Some experts feel that a human cannot fully appreciate a sensation and emotion, unless they have a word in their language to describe it.

If this is true, then we Americans can’t really understand how people, who speak other languages, experience the world. This could be a good thing, or a bad thing.

For example. The Bantu word mbuki-mvuki refers to an irresistible urge to remove your clothes while dancing. (Emphasis, I suppose, on the ‘irresistible’ part.) This is a feeling I have never personally experienced, mainly because the English language contains no direct equivalent, but also because I am generally shy about dancing naked, even — I presume — if everyone around me spoke Bantu, and had happily shucked off their clothes.

Another example hits closer to home for me: the German word schadenfreude. Schadenfreude is the experience of pleasure, joy, or self-satisfaction that comes from learning of or witnessing the troubles, failures, or humiliation of another person. I’ve had exactly this experience myself, even though I’ve never tried to find an exact English translation for that word. But my grandfather was German, so maybe it’s inherited.
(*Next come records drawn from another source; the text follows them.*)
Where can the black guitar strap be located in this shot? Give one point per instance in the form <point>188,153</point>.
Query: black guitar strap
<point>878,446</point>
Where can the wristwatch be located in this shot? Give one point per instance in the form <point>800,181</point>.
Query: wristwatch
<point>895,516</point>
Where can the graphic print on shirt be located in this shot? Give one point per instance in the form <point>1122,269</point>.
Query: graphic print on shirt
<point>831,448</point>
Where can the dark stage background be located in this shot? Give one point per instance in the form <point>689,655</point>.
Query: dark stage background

I’m also fairly sure that my ex-wife Darlene savored feelings of schadenfreude on practically a daily basis, while we were married.
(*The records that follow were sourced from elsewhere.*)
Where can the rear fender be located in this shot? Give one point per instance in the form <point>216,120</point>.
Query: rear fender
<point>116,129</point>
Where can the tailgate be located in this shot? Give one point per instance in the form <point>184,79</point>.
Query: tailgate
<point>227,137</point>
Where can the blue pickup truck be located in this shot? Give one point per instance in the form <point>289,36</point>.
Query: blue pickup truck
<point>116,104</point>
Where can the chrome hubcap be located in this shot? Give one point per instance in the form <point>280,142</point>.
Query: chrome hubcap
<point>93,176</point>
The Inuit people of northern Canada have a word, iktsuarpok, which can be only poorly translated into English, meaning roughly, a sense of intense anticipation while waiting for someone, to the point where you keep going outside to see if they have arrived. To fully appreciate the meaning of iktsuarpok, we need to remember that “going outside to see if they have arrived,” to an Inuit, means stepping out into a raging blizzard at 40 degrees below zero.

Not being an Inuit myself, I would merely glance out the igloo door, now and then, and try to feel contented, chewing some whale blubber.

All of this research into world languages got me thinking about my native tongue (English, mixed with the local vernacular) and about some of the words that we don’t yet have here in America, but which would be useful in describing our feelings, on the odd chance that we wanted our feelings described.

Here are my suggestions for some new American words we could use to communicate our irrepressible urges and feelings of intense anxiety… that people from other lands will have trouble translating.

cybergiggles
A momentary feeling of elation upon learning that the value of your Bitcoin increased by 2% overnight, typically resulting in the purchase of those expensive red tennis shoes you’ve been lusting after on the Zappos website.

avolation
An irresistible urge to squeeze every single avocado in the supermarket bin.

facehooked
A deeply disturbing sense that social media is collecting extremely personal information about you — including your toothbrushing habits, and the color of your underwear — and selling the information to the Chinese.

vaccinsanity
An intense desire, on the part of certain politicians and public health officials, to spend billions of dollars on an experimental chemical mixture, and then try to compel innocent men, women and children to allow the mixture to be injected into their arms.

nostalusion
An inexplicable yearning or nostalgia for the cute girl who sat next to you in high school trigonometry class, who actually couldn’t stand you.

ameriscence
A feeling that only a true American can experience — the feeling that you have been born in the greatest country in human history; that the Founding Fathers created a perfect government (which unfortunately is currently controlled by a bunch of senile criminals); that our free market capitalist economic system provides liberty, justice, and access to wealth for each and every citizen except those who don’t deserve it; and if only every other country could be like America, the world would be an infinitely happier place.

Daily Post readers are invited to use any or all of the above words, free of charge, whenever the need arises. Although I invented them, I feel no ownership. In my humble opinion, ‘feelings’ like anxiety and nostalgia are universal and cannot be ‘owned’ by a single person. If these words help you communicate with the people around you, that will be my just reward.

To anyone who speaks one of the other 7,138 other world languages, I say: Good luck trying to translate these little linguistic nuggets!

Louis Cannon

Underrated writer Louis Cannon grew up in the vast American West, although his ex-wife, given the slightest opportunity, will deny that he ever grew up at all.